My stomach drops while I watch the opening minutes of “Fruitvale Station.”
Before the actors take over to portray these horrible events, their film begins with the grainy cellphone footage showing the actual killing of 22-year-old Oscar Grant. The unarmed black man was shot in the back and killed on New Year’s Day 2009 in an Oakland train station.
It’s not a character. It’s not scripted. It’s real. And it’s hard to watch, especially now, in the wake of George Zimmerman’s not-guilty verdict in the tragic death of Trayvon Martin. Grant was lying face down when his life was taken by a Bay Area Rapid Transit police officer.
I didn’t want to watch this movie. It was going to take me through the final day of Oscar Grant’s life and show me more than viral footage of his slaying. I would see more than a dead body and old pictures. It was going to introduce me to Oscar Grant, the person. And that is why I watched it. Oscar Grant, Trayvon Martin, Darius Simmons and Jordan Davis — they are all dead because someone with a gun saw them as monsters instead of people.
Even President Barack Obama admits that 35 years ago, he could have been Trayvon Martin.
“I think it’s important to recognize that the African-American community is looking at this issue through a set of experiences and a history that — that doesn’t go away,” he said during an impromptu briefing at the White House on Friday. “There are very few African-American men in this country who haven’t had the experience of being followed when they were shopping in a department store. That includes me.”
That’s the thing. Even the president knows what it’s like to be profiled. Whether you are a Barack Obama or an Oscar Grant, there are people who view you as a societal hazard.
And let me say, Oscar Grant wasn’t on the road to political greatness. As the film’s star, Michael B. Jordan, shows so well, Oscar Grant had a temper. He served jail time for dealing drugs. He made a lot of mistakes, like so many of us do. But he was not evil. He was a loving father, a boyfriend and a son. He was trying to change his life.
And that’s why you should push aside any reluctance about seeing “Fruitvale Station,” which opens in a few Kansas City theaters next Friday. It’s that movie you must see this year. It’s a movie that helps break down the stereotypes. It’s a movie that helps us understand that not everything is cut-and-dried. You can wear a hoodie, make a mistake and still have the right to live.
This past week, I’ve heard people attempt to justify the death of Trayvon Martin.
“If you didn’t dress like a thug, you wouldn’t have to worry,” someone said.
“Trayvon was suspended from school. He wasn’t innocent,” said another.
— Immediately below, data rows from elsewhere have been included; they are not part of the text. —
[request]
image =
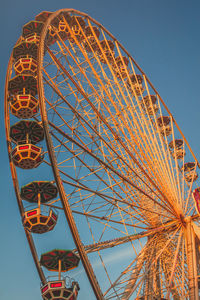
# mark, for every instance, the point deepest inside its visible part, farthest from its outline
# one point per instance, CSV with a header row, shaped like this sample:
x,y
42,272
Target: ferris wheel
x,y
79,109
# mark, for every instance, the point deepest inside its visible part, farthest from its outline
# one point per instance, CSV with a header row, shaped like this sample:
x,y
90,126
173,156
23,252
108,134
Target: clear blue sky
x,y
163,37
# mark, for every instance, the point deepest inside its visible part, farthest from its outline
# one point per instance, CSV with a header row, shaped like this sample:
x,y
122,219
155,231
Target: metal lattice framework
x,y
121,164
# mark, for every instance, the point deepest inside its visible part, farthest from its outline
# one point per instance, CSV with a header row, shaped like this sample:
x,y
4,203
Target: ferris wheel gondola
x,y
122,167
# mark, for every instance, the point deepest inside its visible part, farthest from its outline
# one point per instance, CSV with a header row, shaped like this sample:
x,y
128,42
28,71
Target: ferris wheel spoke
x,y
121,165
105,164
68,75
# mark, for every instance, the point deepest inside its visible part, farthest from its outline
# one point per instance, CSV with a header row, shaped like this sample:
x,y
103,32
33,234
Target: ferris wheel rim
x,y
43,113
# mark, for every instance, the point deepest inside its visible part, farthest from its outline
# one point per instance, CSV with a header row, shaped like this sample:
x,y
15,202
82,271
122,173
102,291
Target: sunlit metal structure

They hurl Justice Departmentstats
(93 percent of black victims were killed by blacks), without mentioning that 84 percent of white victims were killed by whites. How does any of that information make what’s happening in our country, especially with young black men, any less important? As if those lives don’t matter. We need to care about the black victims, the white victims — all victims.
In his speech, Obama asked a simple question in regard to African-American boys: “Is there more that we can do to give them the sense that their country cares about them and values them and is willing to invest in them?”
Yes. And it starts by seeing them as human.